The SICS Multicore Day August 31 was a really great event! We had some fantastic speakers presenting the latest industry research view on multicores and how to program them. Marc Tremblay did the first presentation in Europe of Sun’s upcoming Rock processor. Tim Mattson from Intel tried hard to provoke the crowd, and Vijay Saraswat of IBM presented their X10 language. Erik Hagersten from Uppsala University provided a short scene-setting talk about how multicore is becoming the norm.
The Rock is a very interesting piece of work. It tries to be both a throughput-oriented design like the Niagara/Ultrasparc T machines, and a single-thread high-performance design. Even though on balance, it is more skewed towards the throughput computing aspect. What is very cool is how they use additional threads to help boost the performance of a main thread using “scout threads” (a concept I saw presented back at ISCA 2004). This makes it possible to use threads to either boost single-thread performance OR do throughput, creating a more flexible design than is usually the case. It is also the first commercial implementation of transactional memory. And 16-way. And due for next year.
So far, Rock seems like a very successful and very visionary project that is trying in yet another way to gain momentum by pure hardware innovation. Just like the UltraSparc T line, Sun is trying to out-invent IBM and Intel/AMD. Who seem to be mostly progressing by just piling on more of the same old features. I really hope this play goes well, if we were down to just IBM/PPC & System Z and Intel-AMD/x86-64 on the server and desktop side, the world would just be too boring.
The Intel and IBM talks on programming were both grounded in the idea that to make people accept a new programming language/API, it has to be an evolution of what the programmers already know. Which pretty much ties us down to C/C++/Java/C# with extensions and modified semantics.
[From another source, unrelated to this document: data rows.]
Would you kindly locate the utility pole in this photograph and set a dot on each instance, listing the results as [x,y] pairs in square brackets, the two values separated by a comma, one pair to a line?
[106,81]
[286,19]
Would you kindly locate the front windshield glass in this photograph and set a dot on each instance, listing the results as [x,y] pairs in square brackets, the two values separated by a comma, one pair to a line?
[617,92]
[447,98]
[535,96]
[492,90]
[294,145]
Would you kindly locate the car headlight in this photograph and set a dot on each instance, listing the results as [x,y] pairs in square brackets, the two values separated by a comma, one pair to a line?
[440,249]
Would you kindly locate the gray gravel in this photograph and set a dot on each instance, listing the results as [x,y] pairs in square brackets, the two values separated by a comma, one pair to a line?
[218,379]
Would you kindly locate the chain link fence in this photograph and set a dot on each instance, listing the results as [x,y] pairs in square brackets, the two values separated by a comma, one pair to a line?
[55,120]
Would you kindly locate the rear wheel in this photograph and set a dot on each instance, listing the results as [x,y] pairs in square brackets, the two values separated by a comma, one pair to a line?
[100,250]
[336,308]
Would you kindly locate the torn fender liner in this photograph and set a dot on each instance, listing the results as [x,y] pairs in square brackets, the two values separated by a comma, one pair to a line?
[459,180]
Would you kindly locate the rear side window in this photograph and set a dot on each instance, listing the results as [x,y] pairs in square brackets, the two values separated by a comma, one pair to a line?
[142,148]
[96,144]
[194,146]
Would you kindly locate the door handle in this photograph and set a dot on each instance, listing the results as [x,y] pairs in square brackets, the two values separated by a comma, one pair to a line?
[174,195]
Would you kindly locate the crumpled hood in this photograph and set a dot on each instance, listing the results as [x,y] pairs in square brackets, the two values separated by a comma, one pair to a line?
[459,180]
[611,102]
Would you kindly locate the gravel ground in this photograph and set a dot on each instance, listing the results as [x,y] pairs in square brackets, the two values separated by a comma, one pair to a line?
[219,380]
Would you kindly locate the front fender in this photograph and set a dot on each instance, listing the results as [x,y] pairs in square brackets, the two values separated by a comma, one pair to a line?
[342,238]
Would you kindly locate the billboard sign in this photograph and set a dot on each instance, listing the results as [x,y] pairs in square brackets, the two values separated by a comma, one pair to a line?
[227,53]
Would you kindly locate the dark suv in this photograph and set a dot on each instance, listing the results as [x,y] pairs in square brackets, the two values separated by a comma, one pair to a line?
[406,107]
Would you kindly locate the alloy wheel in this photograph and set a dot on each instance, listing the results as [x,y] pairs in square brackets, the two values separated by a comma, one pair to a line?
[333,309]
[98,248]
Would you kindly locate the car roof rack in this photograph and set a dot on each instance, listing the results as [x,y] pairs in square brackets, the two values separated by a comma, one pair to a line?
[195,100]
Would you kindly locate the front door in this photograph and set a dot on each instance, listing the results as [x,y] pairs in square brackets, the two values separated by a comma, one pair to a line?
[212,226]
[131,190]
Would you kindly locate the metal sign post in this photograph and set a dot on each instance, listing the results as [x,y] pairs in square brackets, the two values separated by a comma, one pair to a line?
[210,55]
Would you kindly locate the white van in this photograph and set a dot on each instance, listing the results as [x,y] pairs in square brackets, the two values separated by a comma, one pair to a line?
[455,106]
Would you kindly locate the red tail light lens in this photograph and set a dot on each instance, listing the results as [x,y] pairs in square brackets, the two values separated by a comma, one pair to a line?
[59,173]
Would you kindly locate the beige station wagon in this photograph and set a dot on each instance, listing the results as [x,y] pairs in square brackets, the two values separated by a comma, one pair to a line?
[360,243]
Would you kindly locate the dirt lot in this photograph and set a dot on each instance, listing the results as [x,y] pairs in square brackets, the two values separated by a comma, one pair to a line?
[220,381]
X10 is basically Java with some nicely considered features to support local and global memories and programs that can scale to BlueGene-style massively clustered machines. Tim basically tells everyone to stop inventing new languages and focus on improving existing frameworks like MPI and OpenMP in collaboration with industry. Presented in a very funny style, Tim is a great presenter, and tries hard to get the audience to react. In this crowd, most people agreed. Except the Erlang people, who feel that they do have a better solution to multithreading and multicore than any patched-up language in the C-Java family. I must agree with them, and I do feel that Erlang today is mature enough to serve that purpose.
The panel session at the end was very entertaining, where some people (including myself and Joe Armstrong) tried to ask tough questions to the keynote speakers (and Ulf Wiger of Ericsson). Quite engaging and a rare chance to directly engage with some industry heavyweights who otherwise tend to sit on the other side of the Atlantic.
I think the prize for coolest tech of the day goes to QuviQ, a spin-off from Chalmers doing automated testing tools that really work well for parallel and distributed systems. Their method of minimizing the trace of a failed test case is really interesting, and finds things that no human tester would ever find.
I also presented a talk on “Debugging Multicore Software using Virtual Hardware”, in the breakout sessions. I guess our Tools track was the least visited of the three tracks, but the audience asked some good questions. And there were some good discussions afterwards.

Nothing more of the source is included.